Sort checklist data by scientific_name (#4218)

kartoza · Sep 3, 2024 · 14fca11 · 14fca11
1 parent 80c6dc0
commit 14fca11
Showing 1 changed file with 19 additions and 9 deletions.
diff --git a/bims/api_views/checklist.py b/bims/api_views/checklist.py
@@ -102,8 +102,13 @@ def generate_csv_checklist(download_request, module_name, collection_records, ba
     fieldnames = [key for key in get_serializer_keys(ChecklistSerializer) if key != 'id']
     custom_header = get_custom_header(fieldnames, CSV_HEADER_TITLE)
 
-    taxonomy_collection_records = collection_records.distinct('taxonomy')
+    taxonomy_collection_records = (
+        collection_records.distinct(
+            'taxonomy__scientific_name'
+        ).order_by('taxonomy__scientific_name')
+    )
     taxonomy_collection_records_count = taxonomy_collection_records.count()
+    taxonomy_ids = list(taxonomy_collection_records.values_list('taxonomy_id', flat=True))
 
     written_taxa_ids = set()
 
@@ -115,7 +120,7 @@ def generate_csv_checklist(download_request, module_name, collection_records, ba
             writer.writerow(dict(zip(fieldnames, custom_header)))
 
         for start in range(0, taxonomy_collection_records_count, batch_size):
-            batch = taxonomy_collection_records[start:start + batch_size]
+            batch = taxonomy_ids[start:start + batch_size]
             process_batch(batch, writer, written_taxa_ids, collection_records)
             download_request.progress = (
                 f'{start}/{taxonomy_collection_records_count}'
@@ -145,7 +150,11 @@ def generate_pdf_checklist(download_request, module_name, collection_records, ba
     all_taxa = []
     common_names_and_count = {}
 
-    taxonomy_collection_records = collection_records.distinct('taxonomy')
+    taxonomy_collection_records = (
+        collection_records.distinct(
+            'taxonomy__scientific_name'
+        ).order_by('taxonomy__scientific_name')
+    )
     taxonomy_collection_records_count = taxonomy_collection_records.count()

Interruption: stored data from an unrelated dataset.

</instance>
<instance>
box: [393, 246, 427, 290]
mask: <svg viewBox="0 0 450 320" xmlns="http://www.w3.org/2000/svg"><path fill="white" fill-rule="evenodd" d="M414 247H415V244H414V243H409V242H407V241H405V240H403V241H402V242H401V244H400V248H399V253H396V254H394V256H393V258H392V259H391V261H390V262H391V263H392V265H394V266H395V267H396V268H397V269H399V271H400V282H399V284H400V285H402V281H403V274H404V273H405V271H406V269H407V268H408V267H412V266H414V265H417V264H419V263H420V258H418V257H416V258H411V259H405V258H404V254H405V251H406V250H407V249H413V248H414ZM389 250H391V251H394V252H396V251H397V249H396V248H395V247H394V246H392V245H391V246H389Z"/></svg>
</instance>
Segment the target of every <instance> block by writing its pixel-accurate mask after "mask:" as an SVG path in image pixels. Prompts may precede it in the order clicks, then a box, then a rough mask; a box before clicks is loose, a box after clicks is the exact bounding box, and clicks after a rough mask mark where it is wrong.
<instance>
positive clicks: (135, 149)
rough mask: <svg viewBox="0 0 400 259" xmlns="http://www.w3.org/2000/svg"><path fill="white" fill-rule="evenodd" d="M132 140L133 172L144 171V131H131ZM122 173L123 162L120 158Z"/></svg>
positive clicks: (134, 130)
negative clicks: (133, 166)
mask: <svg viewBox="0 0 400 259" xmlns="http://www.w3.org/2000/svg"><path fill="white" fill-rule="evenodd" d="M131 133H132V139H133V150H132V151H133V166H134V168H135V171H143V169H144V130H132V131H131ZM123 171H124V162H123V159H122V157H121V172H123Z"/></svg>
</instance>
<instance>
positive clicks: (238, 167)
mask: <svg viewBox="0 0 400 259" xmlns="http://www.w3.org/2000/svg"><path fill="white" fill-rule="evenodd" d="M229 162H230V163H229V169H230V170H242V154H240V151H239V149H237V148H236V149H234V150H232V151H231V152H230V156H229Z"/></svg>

     taxonomy_ids = list(taxonomy_collection_records.values_list('taxonomy_id', flat=True))
 
@@ -156,12 +165,12 @@ def generate_pdf_checklist(download_request, module_name, collection_records, ba
         if unique_taxonomy_ids:
             taxa = Taxonomy.objects.filter(
                 id__in=unique_taxonomy_ids
+            ).order_by(
+                'scientific_name'
             ).filter(
                 rank__in=[
                     TaxonomicRank.SPECIES.name,
                     TaxonomicRank.SUBSPECIES.name]
-            ).order_by(
-                'scientific_name'
             )
             taxon_serializer = ChecklistPDFSerializer(taxa, many=True)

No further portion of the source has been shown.